Exemplar-Based Building Element Retrieval from Point Clouds
-
Published:2019
Jingdao Chen, Yong K. Cho, 2019. "Exemplar-Based Building Element Retrieval from Point Clouds", International Conference on Smart Infrastructure and Construction 2019 (ICSIC): Driving data-informed decision-making, MJ DeJong, JM Schooling, GMB Viggiani
Download citation file:
1 Introduction
The 3D geometry of built infrastructure is commonly acquired in the form of 3D point clouds. These point clouds can be acquired using technologies such as photogrammetry (Dai and Lu 2010), RGBD sensing (Roca et al. 2013), or laser scanning (Fekete et al. 2010). In building construction and management engineering, it is often desirable to reconstruct an as-built building model from 3D point clouds of the site. This entails converting the raw, unorganized point cloud data into portable, semantically-rich Building Information Model (BIM) formats that are easily accessible to engineers and site managers. The obtained building model can be used for multiple applications such as construction progress monitoring (Rebolj et al. 2017), asset management (Turkan et al. 2014a), deviation detection (Chen and Cho 2018), safety analysis (Park et al. 2016), and restoration of historical buildings (Armesto-gonzález et al. 2010).
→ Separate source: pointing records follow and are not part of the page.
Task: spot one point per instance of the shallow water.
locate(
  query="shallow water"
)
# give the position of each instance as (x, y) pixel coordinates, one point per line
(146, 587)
One important subtask in site modeling is building element retrieval, which is identifying the number and locations of specific building elements which are present in the as-built environment that match a query element. Such elements include structural components (Son and Kim 2017), Mechanical, Electrical, and Plumbing (MEP) elements (Bosché et al. 2013), and temporary structures (Turkan et al. 2014b). Manual annotation of these objects based on point cloud data is labor-intensive, tedious and time-consuming due to the repetitive nature of this task. Thus, several automated methods have been proposed to expediate the task of 3D object extraction from building point clouds (Tang et al. 2010).
Conventional automated methods for identifying 3D objects in a point cloud include simple matching of parametric shapes such as planes and cylinders to the point cloud. However, this method fails to retrieve objects with more complex geometry. Other methods rely on registration and matching of 3D Computer Aided Design (CAD) models to the point cloud. Such methods work well when the point cloud data is clean and is a good match with the 3D models. However, they are not easily generalizable to building sites that contain complexities such as occlusion, clutter, and variations in point cloud density, surface roughness, and curvature (Dimitrov and Golparvar-Fard 2015). These factors and other scanning artefacts may cause the scanned point cloud to differ from the reference 3D model.
To overcome these limitations, this research proposes a semi-automated exemplar-based building element retrieval method for cases where the 3D CAD models are not available or do not match the point cloud data. In this case, the mismatch between point cloud geometry and CAD geometry is avoided by allowing end users to select the query element directly from the point cloud itself. Through the developed user interface, an exemplar building element is first manually selected from the point cloud data. This exemplar serves as the query object from which similar object instances can be automatically retrieved from the point cloud scene. Candidate matches are scored based on the similarity of point features to that of the exemplar. Finally, a peak finding algorithm is used to group together neighboring detections and eliminate false positives.
2 Literature Review
The task of object retrieval can be defined as the process of automatically finding all instances of a query object from a larger dataset (Arandjelovi and Zisserman 2012). In the context of building construction and management, it can refer to the task of finding instances of a building element of interest from laser-scanned point clouds of built infrastructure. There have been multiple methods proposed in the literature to perform object retrieval from point clouds, namely geometry-based, model-based and feature-based methods.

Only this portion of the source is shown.